The conversation structure on Reddit, the hierarchical threads are better than Twitter’s mentions or Facebook’s replies which are linear. Reddit’s style helps organizing information better along with opposing views. The visibility of content is influenced by people’s votes, so, people have lots of tools to deal with disinformation on Reddit, and moderation may not be even the most important part of it.
There is a reason most controversial disinformation scandals appear on Twitter, because it has the most exponential amplification systems in place with as little controls as possible. There’s no downvote, no hierarchical discussion structure, no moderation hierarchy. Everything is designed to make content amplification easier: the retweet icon, retweets showing up on your main timeline with the same priority as original content, “trending topics” so you can retweet the most retweeted content even more. Everything becomes a feedback loop for more amplification of the content, not necessarily high quality content either. It just has to be controversial in some way.
Because Twitter is “social media”, people with the most followers have the most reach. Only a minority actually gets the most engagement on the platform, and the majority barely gets anything at all. This hurts content quality. Reddit doesn’t have this problem because amplification dynamics doesn’t take number of followers into account. You can have zero followers yet still get upvoted to the front page that day if you had produced content the subreddit community likes. I know, Reddit still has a “follower” mechanism, but it’s not the backbone of how engagement works on the site.
There are supposedly moderated communities which I think was an attempt to fix Twitter’s structural deficiencies, but the way they’re designed makes them pretty much useless. Should I share my content with the whole world through my followers, or just this small room of hundred people who cannot share my content even if they wanted to? I understand what problem they’re trying to solve: the uncontrolled amplification, but they fail to provide other ways for user to get engagement.
Elon Musk seems to be trying to address this problem with “For You” tab on Twitter which tries to make you contact with people outside your bubble, and let those people to promote their content to the people who’re not following them. But, the effective result becomes is just another way of uncontrolled flow of information causing disinformation distribute in new ways in addition to the existing ones.
Essentially, healthy communities are not profitable enough, and the engagement Rube Goldberg machine is fed with controversy. Controversy is the natural output of a for-profit social platform as it brings the most page views.
Paid memberships can’t fix this issue either because there’s no way that it can get near to the income generated by ads.
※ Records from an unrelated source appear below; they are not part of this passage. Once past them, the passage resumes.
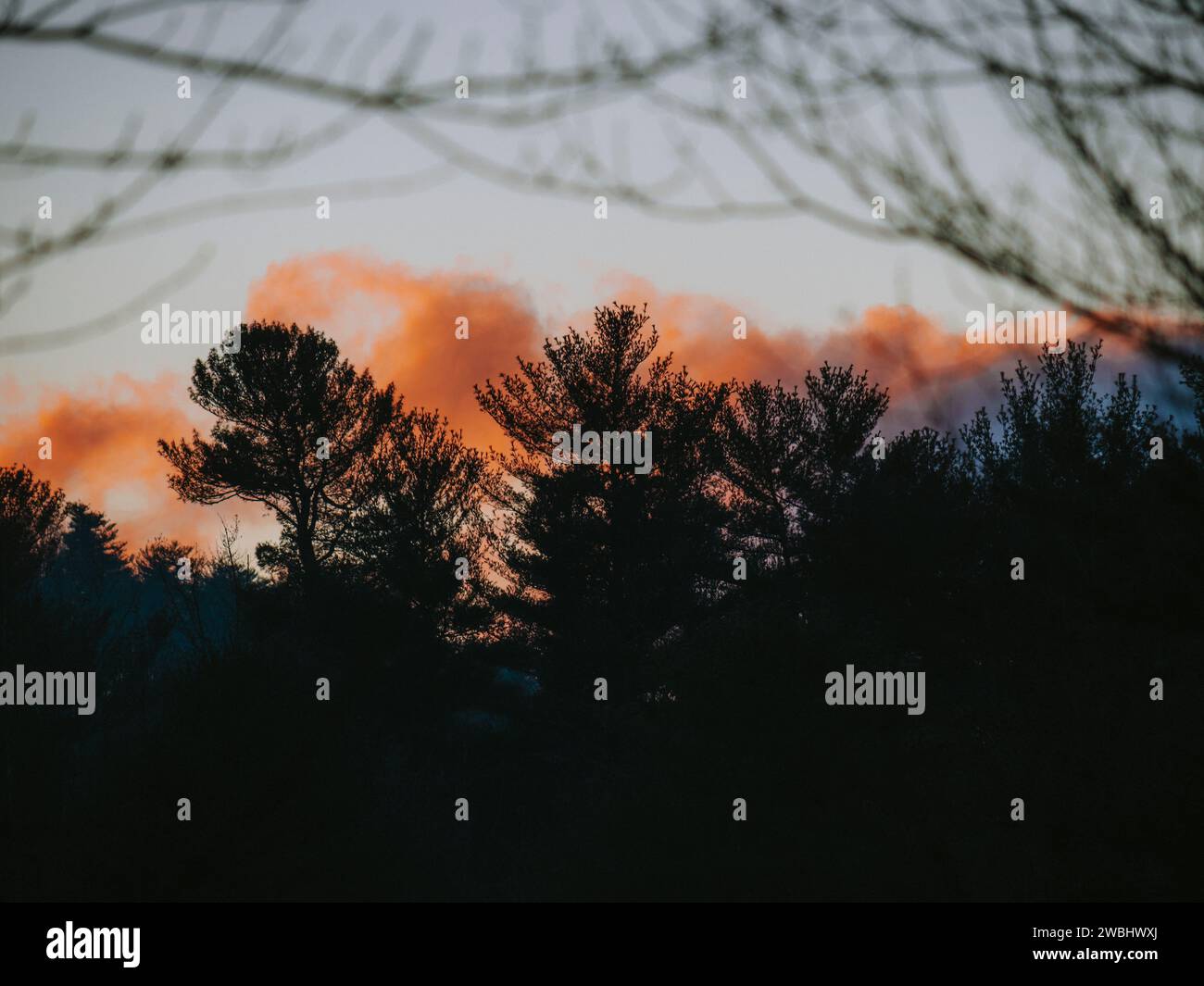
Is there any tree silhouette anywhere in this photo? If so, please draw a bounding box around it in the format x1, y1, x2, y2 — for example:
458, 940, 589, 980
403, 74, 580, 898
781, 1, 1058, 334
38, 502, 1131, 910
477, 305, 727, 697
0, 465, 65, 608
159, 322, 395, 588
346, 408, 498, 638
Even if they can match the income, they can’t match the growth. The investors want immediate growth.
How do we fix this? Do we need more regulation? I don’t think so, because I don’t think people who design those regulations is capable to understand this problem better than the platforms themselves.
I believe that we need more Internet literacy. We have to make Internet literacy perhaps a prerequisite for accessing Internet. We need to teach it in schools, in courses, on web sites, but we have to have a curriculum for Internet. Let’s teach children about fake news, fake people, how people can harm us over the Internet, how trolls seek engagement, how they can protect their private information, and what tools can be used to avoid harm. Let’s teach them to navigate Internet skillfully and deliberately.
The literate will break this amplification chain because they will think twice before retweeting. They will research if they think the content seems off. Because of their education, they will ask for better platforms, they will migrate to them when they appear. The bad platforms will either have to change, or turn into a graveyard.